Perihan Mağden - Ali ile Ramazan kitabı için internette en çok yapılan aramalardan birisi de Ali ile Ramazan PDF linkidir. İnternette ücretli olarak satılan çoğu kitabın PDFleri bulunmaktadır. Ancak bu PDF'leri yasal olmayan yollarla indirmek ve kullanmak hem yasalara hem de ahlaka aykırıdır. Yayın evlerinin sitesinden PDF satılıyorsa indirebilirsiniz.
Kitabın Yazarı Perihan Mağden Kimdir?
Perihan Mağden (d. 1960, İstanbul) Türk yazar.
Robert Kolej ve Boğaziçi Üniversitesi Psikoloji bölümünü bitirdi. Köşe yazıları yazmaya başlamadan önce 3 yıl Asya'da dolaştı. Hindistan, Japonya ve ABD'de bulundu, çeşitli işlerde çalıştı. 1997-2005 yılları arasında Radikal gazetesinde çalıştı. 2005 sonbaharında Yeni Aktüel dergisinde köşe yazıları yazmaya başladı. 2006 Ekim'inden itibaren de bir süre RED dergisinde yazıları yayımlandı. 2007 Şubat ayından itibaren yine Radikal'de köşeyazıları yazmaya başladı. İki Genç Kızın Romanı adlı kitabı Kutluğ Ataman tarafından İki Genç Kız adıyla filme çekildi.
2008 yılında Mağden'in ilk romanı olan Haberci Çocuk Cinayetleri, Hollanda ve Rusya`da yayınlandı. Hollanda`da Hamide Doğan tarafından Felemenkçeye çevrilen Haberci Çocuk Cinayetleri adlı kitap, Athenaeum-Polak& Van Gennep tarafından basıldı. Rusya`da ise Mağden, kitabın yayınlanmasıyla birlikte Moskova`daki Gayatri Yayınevi`nin ilk Türk yazarı oldu.
3 Kasım 2011 tarihinden 19 Ekim 2014 tarihine kadar Taraf Gazetesi'nde köşe yazarlığı yaptı.
10 Ağustos 2015 tarihinden bu yana da Nokta Dergisi'nde köşe yazıları yayınlanıyor.

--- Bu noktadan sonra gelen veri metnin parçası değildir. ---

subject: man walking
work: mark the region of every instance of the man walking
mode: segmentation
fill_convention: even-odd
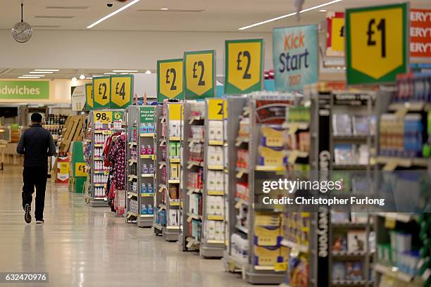
[[[42,116],[35,113],[32,115],[32,125],[20,139],[16,152],[24,155],[23,172],[23,208],[25,222],[32,222],[32,194],[36,187],[36,223],[44,223],[45,190],[48,174],[48,156],[56,155],[56,145],[52,135],[42,127]]]

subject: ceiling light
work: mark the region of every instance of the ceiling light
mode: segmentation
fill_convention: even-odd
[[[324,3],[324,4],[320,4],[320,5],[315,6],[313,6],[313,7],[310,7],[310,8],[308,8],[306,9],[303,9],[303,10],[300,11],[299,13],[307,12],[307,11],[309,11],[311,10],[317,9],[317,8],[319,8],[320,7],[324,7],[325,6],[327,6],[327,5],[331,5],[331,4],[334,4],[335,3],[341,2],[342,1],[343,1],[343,0],[333,0],[333,1],[329,1],[329,2]],[[249,25],[248,26],[242,27],[240,28],[238,28],[238,30],[243,30],[251,28],[253,27],[259,26],[261,25],[269,23],[270,22],[277,21],[277,20],[284,19],[285,18],[293,16],[294,15],[296,15],[296,12],[291,13],[289,14],[283,15],[282,16],[276,17],[275,18],[271,18],[271,19],[266,20],[265,21],[259,22],[258,23],[251,24],[251,25]]]
[[[54,74],[54,72],[37,72],[37,71],[30,71],[30,74]]]
[[[137,72],[137,70],[114,70],[115,72]]]
[[[125,4],[125,6],[123,6],[123,7],[120,8],[118,10],[115,10],[115,11],[113,11],[113,13],[106,15],[105,17],[102,18],[100,20],[98,20],[97,21],[94,22],[93,24],[90,25],[89,26],[88,26],[87,27],[87,29],[91,29],[93,27],[96,26],[96,25],[104,22],[105,20],[113,16],[114,15],[116,15],[118,13],[119,13],[120,12],[121,12],[123,10],[127,9],[127,8],[130,7],[132,5],[135,5],[137,3],[138,3],[140,0],[133,0],[132,2],[130,2],[127,4]]]

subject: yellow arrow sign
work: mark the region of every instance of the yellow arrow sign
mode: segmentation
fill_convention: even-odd
[[[185,98],[196,99],[216,96],[214,55],[214,50],[184,53]]]
[[[109,108],[111,79],[109,77],[93,78],[93,100],[94,108]]]
[[[225,112],[225,103],[221,98],[208,98],[208,119],[209,120],[222,120]]]
[[[157,61],[157,101],[184,98],[182,59]]]
[[[226,41],[225,94],[244,94],[262,89],[263,40]]]
[[[87,98],[87,109],[92,110],[94,107],[93,103],[93,85],[92,84],[85,84],[85,97]]]
[[[111,76],[111,108],[125,108],[132,104],[133,75]]]
[[[346,11],[347,83],[393,82],[407,68],[408,4]]]

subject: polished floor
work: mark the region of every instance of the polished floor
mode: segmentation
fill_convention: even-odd
[[[24,222],[22,168],[0,171],[0,272],[46,272],[49,283],[23,286],[245,286],[221,260],[178,250],[151,229],[49,181],[45,224]],[[33,200],[33,208],[34,208]],[[33,216],[34,217],[34,216]]]

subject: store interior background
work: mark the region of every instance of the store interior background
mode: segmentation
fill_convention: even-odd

Perihan Mağden Kitapları - Eserleri
- İki Genç Kızın Romanı
- Ali ile Ramazan
- Biz Kimden Kaçıyorduk Anne?
- Korkma Bu Akşam Gelip Çalmam Kapını
- Herkes Seni Söylüyor - Sahi Mutsuz musun?
- Yıldız Yaralanması
- Refakatçi
- Haberci Çocuk Cinayetleri
- Tehlikeli Temayüller
- Best Of Perihan Mağden
- Topladım Dağılan Kalbimin Her Köşesini
- Kapı Açık Arkanı Dön ve Çık
- Son Yazılar
- Yaz Kitabı
- Kış Kitabı
- Fakat Ne Yazık ki Sokak Boştu
- Hangimiz Uğramadık Sanki Haksızlıklara
- Dünya İşleri
- Politik Yazılar
- Mutfak Kazaları
Perihan Mağden Alıntıları - Sözleri
- Ölümün geri dönüşsüzlüğü, içimi dağlıyor. (Herkes Seni Söylüyor - Sahi Mutsuz musun?)
- "Bu kararlı yalancılık tiyatrosunda herkes, toplu bir kandırmaca oyununun gönüllü müritleri." (Tehlikeli Temayüller)
- Delik deşiğiz yeminlen. (Ali ile Ramazan)
- "Herkese doğarken belli bir ağlama kontenjanı tanınır; ne kadar çabuk tüketirsen o kadar iyi." (Refakatçi)
- Bilmem kimin damadı, kankisinin kızı, görümcesinin baldızı olmak faydalıdır mesela. Ama en faydalısı bukalemun olmaktır. Araziyle aynı rengi alıp, etliye sütlüye bulaşmamak. Fark edilmeyecek denli sıradan olmak. Onlar ne renk, ne şekil, ne haltsa ondan olmak. Gaz gibi: kabının şekline dönüşmek. Uçucu olmak. (Korkma Bu Akşam Gelip Çalmam Kapını)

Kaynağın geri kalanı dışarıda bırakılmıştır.